Best Practices for Implementing Voice Analytics in Contact Center
Voice analytics software can improve call center operations and customer support experience. Here are some tips to ensure a seamless implementation:
⇒ Identify Business Goals: Consider the volume of calls you want to analyze or your project goals. This will help you determine whether you need voice or speech analytics solutions.
⇒ Pilot Test: Conduct a pilot test to evaluate the tool in a controlled environment to make necessary adjustments before using it for a full-scale project
⇒ Consistent Monitoring: The tool can help you monitor call quality to identify areas for improvement. The insight can offer learning opportunities and help you understand what training the agents can benefit from.
⇒ Establish KPIs: Define and benchmark the performance indicators to continuously evaluate performance and call center success
⇒ Integrate With Existing Stack: Ensure seamless integration of the tool with your contact center’s existing system to ensure cohesive data flow for agents to use
⇒ Ensure Strong Data Security: Encrypt and anonymize data and maintain GDPR compliance to adhere to data privacy and security standards.
What are the Challenges in Implementing Voice Analytics?
While voice analytics offer meaningful customer insights, some challenges can arise when implementing call center voice analytics. Here are some of these limitations:
Data Privacy
Contact centers often handle sensitive and personal data. Businesses need to comply with regulations like GDPR and CCPA, which require anonymization, confidentiality, and restricted access to customer data.
Failing to comply with privacy regulations can lead to loss of customer trust and legal ramifications.
Data Quality
The accuracy of voice analytics depends on the quality of the audio data. Background noise, accents, diverse languages, cultural nuances, or jargon can lead to misinterpretation and unreliable insights. This may affect decision-making.
False Sentiment Analysis
The AI-powered tool may not always accurately detect customer sentiment. For example, the tool may consider a raised voice to be anger when the caller may have to speak loudly due to background noise.
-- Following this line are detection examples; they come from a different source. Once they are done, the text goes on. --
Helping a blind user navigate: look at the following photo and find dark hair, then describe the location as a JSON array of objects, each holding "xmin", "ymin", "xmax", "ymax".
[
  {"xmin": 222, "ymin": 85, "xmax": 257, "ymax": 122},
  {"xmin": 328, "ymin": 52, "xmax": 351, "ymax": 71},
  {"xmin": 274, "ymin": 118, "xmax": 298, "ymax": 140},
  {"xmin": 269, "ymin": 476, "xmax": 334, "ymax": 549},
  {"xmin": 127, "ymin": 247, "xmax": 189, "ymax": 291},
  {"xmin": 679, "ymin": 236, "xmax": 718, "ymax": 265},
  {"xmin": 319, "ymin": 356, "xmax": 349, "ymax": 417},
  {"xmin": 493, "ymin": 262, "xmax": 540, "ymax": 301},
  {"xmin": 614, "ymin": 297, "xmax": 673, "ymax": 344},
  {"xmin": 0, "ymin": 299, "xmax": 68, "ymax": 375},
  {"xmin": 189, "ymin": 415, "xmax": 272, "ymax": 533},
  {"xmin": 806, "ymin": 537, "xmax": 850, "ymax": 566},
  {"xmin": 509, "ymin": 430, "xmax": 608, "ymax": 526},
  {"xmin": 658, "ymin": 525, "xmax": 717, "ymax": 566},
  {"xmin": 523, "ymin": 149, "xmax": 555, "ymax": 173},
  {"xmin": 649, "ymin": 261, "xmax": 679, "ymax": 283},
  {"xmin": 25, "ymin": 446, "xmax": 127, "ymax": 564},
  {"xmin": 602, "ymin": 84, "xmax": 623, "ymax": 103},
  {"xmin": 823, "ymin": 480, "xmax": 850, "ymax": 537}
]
Sarcasm may also be misinterpreted, providing false insights into customer sentiment.
Voice Analytics: Key Takeaways
AI voice analytics can transform contact center operations by improving agent performance, enhancing customer support quality, and boosting customer satisfaction. Adapting the tool enhances businesses’ ability to listen to customers’ voices and personalize customer engagement at every touchpoint.
Exotel is an AI-powered communication platform that empowers businesses to manage customer interactions through contact center applications. Its Conversation Quality Analysis offers AI-driven voice analytics providing real-time insights into customer sentiment and agent performance. Book a demo today to transform your customer experience with Exotel.
FAQs
How to Use Voice Analytics in your Contact Center?
Some practical ways to implement voice analytics in contact center is monitoring agent performance, quality assurance, call routing based on caller’s needs, and evaluating customer satisfaction.
How Can Voice Analytics Help With Quality Assurance?
Call center voice analytics automatically monitors customer interactions to flag non-compliance and report positive and negative experiences.